Woodland Park Council Picks New Interim Police Chief

Trevor Phipps

The Woodland Park City Council has given the nod to Stephen Hasler as WP’s new interim police chief.

However, shortly after Hasler was confirmed, some concerns were raised from the community, based on past allegations. But City Manager Michael Lawson stands firmly behind the council’s decision.


The appointment of Hasler follows the resignation of   former Chief Miles DeYoung, after a third party investigation found that he ran the department with fear and sexually discriminated against women.

A report from the Denver Post written in 2012 brings up similar allegations regarding Hasler’s past


However, Woodland Park City Manager issued a press release last week, directly addressing the 2012 article. “The article details accusations from a handful of employees of the Lone Tree Police Department against the department itself,” Lawson said. “The publisher of the article never published a follow-up, and further research shows that statements made in the article were never substantiated.”


Lawson said that the city did their own research regarding the matter, and since 2012, more information has come up that proves the allegations wrong. “We have conducted thorough research of our own, and can confirm that allegations made in the article are simply untrue,” Lawson explained.


Hasler has more than 40 years in law enforcement experience and started his career in England.
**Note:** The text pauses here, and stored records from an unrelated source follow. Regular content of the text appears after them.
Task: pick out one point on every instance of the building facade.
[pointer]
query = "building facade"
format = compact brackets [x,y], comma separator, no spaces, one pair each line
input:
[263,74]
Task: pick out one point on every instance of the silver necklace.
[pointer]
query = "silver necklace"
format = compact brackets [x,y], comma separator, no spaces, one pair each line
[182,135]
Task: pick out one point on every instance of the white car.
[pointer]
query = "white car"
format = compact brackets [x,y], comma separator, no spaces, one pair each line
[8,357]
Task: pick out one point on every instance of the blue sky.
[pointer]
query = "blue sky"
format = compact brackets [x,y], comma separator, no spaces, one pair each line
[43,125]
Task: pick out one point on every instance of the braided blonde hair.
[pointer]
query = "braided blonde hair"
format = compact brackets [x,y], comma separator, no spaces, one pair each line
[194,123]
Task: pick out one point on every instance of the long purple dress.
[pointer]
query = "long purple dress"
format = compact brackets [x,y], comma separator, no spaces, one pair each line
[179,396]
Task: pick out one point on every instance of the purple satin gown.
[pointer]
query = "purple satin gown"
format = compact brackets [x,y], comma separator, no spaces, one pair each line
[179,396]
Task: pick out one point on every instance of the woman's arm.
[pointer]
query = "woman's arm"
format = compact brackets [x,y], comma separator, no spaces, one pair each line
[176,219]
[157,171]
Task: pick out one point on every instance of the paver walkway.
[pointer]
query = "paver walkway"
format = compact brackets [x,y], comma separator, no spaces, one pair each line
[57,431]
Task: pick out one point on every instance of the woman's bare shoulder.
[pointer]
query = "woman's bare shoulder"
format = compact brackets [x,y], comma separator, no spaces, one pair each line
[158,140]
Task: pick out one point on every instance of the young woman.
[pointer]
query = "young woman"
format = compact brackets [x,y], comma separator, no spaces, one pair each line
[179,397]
When he moved to the United States, his first job was a patrol officer in Manitou Springs.


Since then, Hasler has worked for several departments within the state and has been a chief in Colorado for 24 years with three different departments. His first job as a police chief was for the city of Erie, Colorado, a position he held for 10 years.
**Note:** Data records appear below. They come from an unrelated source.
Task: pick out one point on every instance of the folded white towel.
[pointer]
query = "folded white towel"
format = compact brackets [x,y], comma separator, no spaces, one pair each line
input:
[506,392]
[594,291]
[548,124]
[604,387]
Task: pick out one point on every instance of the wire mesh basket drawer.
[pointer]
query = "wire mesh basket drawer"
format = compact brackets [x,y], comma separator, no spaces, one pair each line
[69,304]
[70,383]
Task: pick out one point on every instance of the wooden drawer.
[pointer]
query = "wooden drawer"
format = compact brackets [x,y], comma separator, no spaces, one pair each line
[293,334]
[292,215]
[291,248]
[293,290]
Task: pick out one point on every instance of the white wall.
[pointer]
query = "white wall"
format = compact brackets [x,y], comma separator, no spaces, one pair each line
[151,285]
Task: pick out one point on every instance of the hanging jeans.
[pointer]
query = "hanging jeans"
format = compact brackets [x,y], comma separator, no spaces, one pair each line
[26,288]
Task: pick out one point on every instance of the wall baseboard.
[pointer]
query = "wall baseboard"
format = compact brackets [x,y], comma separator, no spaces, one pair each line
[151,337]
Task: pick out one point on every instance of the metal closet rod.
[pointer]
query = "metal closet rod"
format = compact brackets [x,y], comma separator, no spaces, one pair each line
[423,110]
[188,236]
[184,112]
In 2004, Hasler left his position in Erie to become the police chief of Lone Tree, which featured a brand new police department at the time. After Hasler was fired by the city manager for undisclosed reasons in 2012, he became the chief of police for Elizabeth.


Hasler has also previously served as the president of the Colorado Association of Chief of Police (CACP). According to the city manager, Hasler came highly recommended from the organization for his leadership skills.

Questions From the Council


During the council meeting, after Hasler introduced himself, the council had a chance to question him. Councilman Rusty Neal expressed his concern with the current state of the WP police department and asked him how he would go about fixing it.


Hasler said that when he first started his police chief career in Erie that there was “turmoil.” He then built the Lone Tree police department from scratch before dealing with more turmoil, when he started as chief in Elizabeth. Therefore, through his experience, he believes that he can help the department by fixing it from the inside and rebuilding trust.



Mayor Pro Tem Hilary LaBarre then asked him how he goes about building trust as a leader. “When you gain respect, it shouldn’t be through fear,” Hasler replied. “It is by leading by example. If officers don’t feel comfortable in the police station, when they come outside, they are going to be frightened to make the right decisions. They will be second-guessing themselves and when they second-guess themselves that’s what gets them in trouble.”


Lawson said that the city is still planning on going through a nationwide recruitment process to fill the permanent chief. Lawson said that the process should take four to six months and that they plan to have a permanent police chief by the end of the year.